The justices unanimously blocked a lawsuit filed by Francisco Castaneda's estate, accusing a Public Health Service doctor of repeatedly refusing to order a biopsy of a bleeding lesion on Castaneda's penis, first reported in March 2006.
Castaneda told medical personnel at the San Diego Correctional Facility that the irregular, raised lesion on his penis was growing, and that it frequently bled and oozed discharge, according to his family.
The lesion became so painful that it interfered with his urination, defecation and sleep. But Dr. Esther Hui, a PHS employee, allegedly refused to order a biopsy, despite repeated recommendations to do so, because she deemed the procedure "elective in nature."
Castaneda was instead given ibuprofen, antibiotics, laxatives and an extra weekly allotment of boxer shorts.
A week after he was released from custody on Feb. 5, 2007, a biopsy revealed that he had penile cancer. His penis was amputated, and Castaneda underwent chemotherapy that was ultimately unsuccessful.

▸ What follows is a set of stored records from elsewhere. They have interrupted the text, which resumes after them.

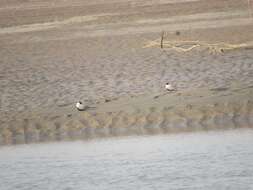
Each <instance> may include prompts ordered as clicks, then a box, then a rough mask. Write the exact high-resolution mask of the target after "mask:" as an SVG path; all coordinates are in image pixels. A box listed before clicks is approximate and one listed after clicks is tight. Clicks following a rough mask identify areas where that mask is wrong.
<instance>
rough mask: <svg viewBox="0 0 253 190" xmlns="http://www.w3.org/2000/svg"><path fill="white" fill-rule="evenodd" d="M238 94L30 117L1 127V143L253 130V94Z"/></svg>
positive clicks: (129, 99)
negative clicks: (204, 132)
mask: <svg viewBox="0 0 253 190" xmlns="http://www.w3.org/2000/svg"><path fill="white" fill-rule="evenodd" d="M239 91H241V92H240V93H238V95H237V96H234V95H232V96H231V95H230V93H225V94H224V93H221V94H220V95H219V96H210V97H208V98H206V97H203V96H202V94H200V97H199V98H197V99H196V98H194V96H195V95H193V96H192V95H191V94H189V93H185V95H184V96H182V95H179V96H177V95H175V96H173V95H171V94H165V95H164V94H163V95H161V97H160V96H159V95H158V96H159V97H157V96H155V97H139V98H141V99H144V100H140V101H139V100H138V98H137V99H136V98H133V99H129V100H123V101H122V100H119V101H115V102H110V103H107V104H103V105H101V107H100V108H99V109H98V110H95V111H84V112H80V113H78V114H75V115H72V114H69V113H68V114H65V115H64V114H62V115H60V116H59V115H50V116H49V117H48V116H45V115H44V116H43V115H40V116H39V117H38V116H32V115H28V118H26V119H20V118H19V119H17V120H15V121H14V122H11V123H10V124H9V125H3V126H1V128H0V134H1V136H0V144H19V143H31V142H43V141H62V140H74V139H84V140H85V139H91V138H96V137H111V136H125V135H153V134H161V133H175V132H188V131H199V130H214V129H232V128H245V127H252V126H253V101H252V99H251V97H252V93H253V90H252V89H251V90H249V89H247V90H245V89H244V90H243V89H239ZM180 96H181V98H180ZM191 96H192V97H191ZM201 97H202V98H201ZM199 99H200V100H199ZM182 100H183V101H182ZM142 101H143V102H142ZM182 102H184V103H182ZM125 103H127V104H125Z"/></svg>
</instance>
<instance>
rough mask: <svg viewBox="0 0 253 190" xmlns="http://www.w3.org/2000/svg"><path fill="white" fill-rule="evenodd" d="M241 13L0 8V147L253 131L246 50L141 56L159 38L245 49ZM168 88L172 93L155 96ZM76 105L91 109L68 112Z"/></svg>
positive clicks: (129, 9)
mask: <svg viewBox="0 0 253 190" xmlns="http://www.w3.org/2000/svg"><path fill="white" fill-rule="evenodd" d="M247 5H248V4H247V1H245V2H244V1H237V0H226V1H225V0H224V1H221V0H214V1H207V0H181V1H175V0H169V1H157V2H154V1H149V0H140V1H127V0H118V1H114V0H110V1H106V2H104V1H100V0H96V1H92V3H91V2H88V1H80V0H79V1H78V0H76V1H60V0H58V1H56V0H55V1H43V2H42V1H40V0H37V1H32V2H29V1H27V2H22V1H19V0H16V1H12V2H11V3H10V2H7V1H2V2H0V7H1V8H0V93H1V101H0V120H1V124H0V144H17V143H29V142H40V141H49V140H68V139H87V138H93V137H107V136H118V135H130V134H137V135H141V134H156V133H170V132H179V131H192V130H207V129H224V128H235V127H252V126H253V121H252V118H253V102H252V100H253V50H252V49H250V48H249V49H242V50H236V51H229V52H225V53H224V54H210V52H208V51H206V50H202V51H192V52H189V53H177V52H173V51H165V50H162V49H159V48H143V46H144V45H145V43H146V42H147V41H149V40H154V39H157V38H159V37H160V33H161V31H166V32H167V33H166V40H200V41H205V42H210V43H214V42H227V43H237V44H239V43H251V42H252V41H253V19H252V17H251V16H250V9H249V8H248V6H247ZM252 10H253V7H252ZM176 31H180V35H176ZM168 81H169V82H171V83H172V84H173V85H175V86H176V87H177V89H178V90H177V92H174V93H166V92H165V91H164V89H163V87H164V84H165V83H166V82H168ZM79 100H81V101H83V102H85V104H87V105H88V106H90V109H88V110H87V111H85V112H78V111H76V110H75V108H74V103H75V102H76V101H79Z"/></svg>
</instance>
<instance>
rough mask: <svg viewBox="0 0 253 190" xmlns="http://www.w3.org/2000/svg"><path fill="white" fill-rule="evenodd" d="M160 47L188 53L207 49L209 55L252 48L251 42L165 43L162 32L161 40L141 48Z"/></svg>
mask: <svg viewBox="0 0 253 190" xmlns="http://www.w3.org/2000/svg"><path fill="white" fill-rule="evenodd" d="M151 47H161V48H163V49H165V50H174V51H177V52H188V51H192V50H193V49H200V48H202V49H203V48H204V49H208V50H209V51H210V52H211V53H223V52H225V51H228V50H235V49H243V48H244V49H248V48H253V42H251V43H242V44H229V43H224V42H221V43H207V42H201V41H167V40H164V32H163V33H162V36H161V39H157V40H153V41H149V42H148V43H146V44H145V45H144V46H143V48H151Z"/></svg>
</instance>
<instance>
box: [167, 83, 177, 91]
mask: <svg viewBox="0 0 253 190" xmlns="http://www.w3.org/2000/svg"><path fill="white" fill-rule="evenodd" d="M165 89H166V90H168V91H173V90H175V88H174V87H173V86H172V85H171V84H169V83H167V84H166V85H165Z"/></svg>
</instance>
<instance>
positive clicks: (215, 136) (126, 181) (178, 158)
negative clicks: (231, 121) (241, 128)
mask: <svg viewBox="0 0 253 190" xmlns="http://www.w3.org/2000/svg"><path fill="white" fill-rule="evenodd" d="M33 189H35V190H48V189H49V190H72V189H73V190H82V189H84V190H86V189H87V190H100V189H106V190H109V189H110V190H111V189H115V190H116V189H117V190H121V189H122V190H124V189H141V190H146V189H158V190H161V189H164V190H165V189H166V190H167V189H192V190H193V189H194V190H195V189H219V190H220V189H235V190H239V189H245V190H246V189H247V190H248V189H253V130H250V129H240V130H233V131H219V132H208V133H207V132H201V133H186V134H175V135H161V136H148V137H125V138H112V139H103V140H96V141H88V142H65V143H50V144H35V145H21V146H8V147H1V148H0V190H33Z"/></svg>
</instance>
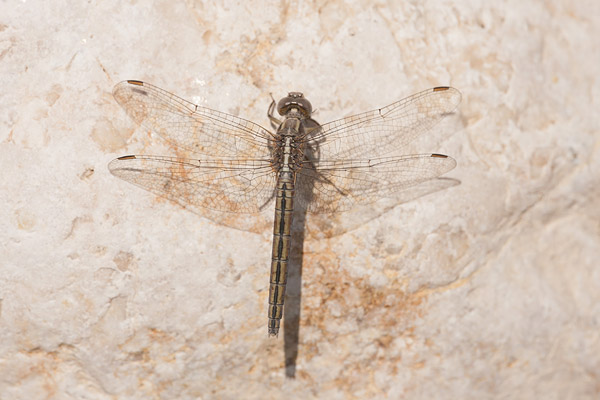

He died in February 2008 at the age of 36.
A federal judge called the government's actions "beyond cruel and unusual," and the 9th Circuit agreed that the estate could sue Hui and health services administrator Stephen Gonsalves.
Arguments before the Supreme Court hinged on whether a change to the Federal Tort Claims Act bars the estate from suing federal employees in what's known as a Bivens action, which allows direct action against federal officers who violate someone's constitutional rights.
"Based on the plain language ... we conclude that PHS officers and employees are not personally subject to Bivens actions for harms arising out of such conduct," Justice Sonia Sotomayor wrote.
The ruling adheres closely to the text of the Federal Tort Claims Act, which mandates that awards against the United States "shall be exclusive of any other civil action or proceeding" for any medical injury caused by a federal health service employee "acting within the scope of his office or employment."
Sotomayor said none of the estate's arguments "persuades us that (the FTCA provision) means something other than what it says."
Monday's ruling shuts down the estate's claims against Hui and Gonsalves.